As artificial intelligence (AI) transforms how we work and share information, archivists may find themselves engaging with AI in unexpected—and perhaps unsettling—ways. This presentation details a project launched in 2024 at Rensselaer Polytechnic Institute (RPI) in Troy, New York. The RPI president created the  Project Bridge Generative AI  team and appointed the institute’s archivist to lead research for drafting a commencement speech for a woman who died in 1903. The project was a major success and drew attention from thousands, but it also left archivists reflecting on ethical and environmental concerns.

RPI archivists delved into the world of prompt engineering, large language models, and primary source research to train GPT-4 to generate text in the style and voice of Emily Warren Roebling (d. 1903), wife of the chief engineer of the Brooklyn Bridge. The project was initiated to award her a posthumous honorary degree during RPI’s bicentennial ceremony. While honored by the president’s trust and excited by the archive’s visibility and collaboration with AI experts, concerns eventually emerged about AI’s environmental impact and the new ethical imperatives it raises for archivists.

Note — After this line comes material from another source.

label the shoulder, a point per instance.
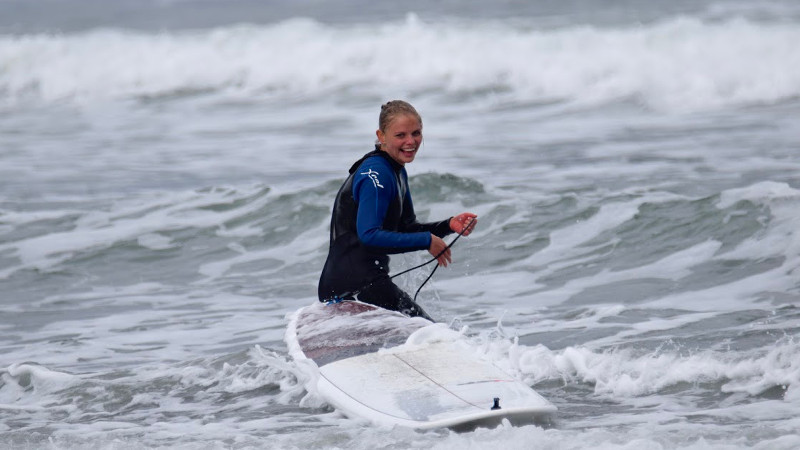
(376, 169)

As stewards of the historical record, archivists often hold the power to appraise and decide who is remembered and why. However, the use of AI raises new dilemmas and urgent questions:
How do we ensure we apply the same caution when using machine learning to interpret human experience?
What right do we have to consume finite natural resources in the process of using AI?

Though we are constantly encouraged to adopt new technologies, professionals must recognize that generative AI is resource-intensive: it requires raw material extraction, consumes large amounts of electricity, generates toxic waste (such as mercury and lead), and uses water to cool electronic components. Archivists must openly debate this new paradigm and become advocates for the sustainable use of AI.

This presentation will explore the many achievements and limitations of using AI in archival projects in the short term and invite the audience to reflect on the need for greater ethical and environmental awareness in the use of these technologies.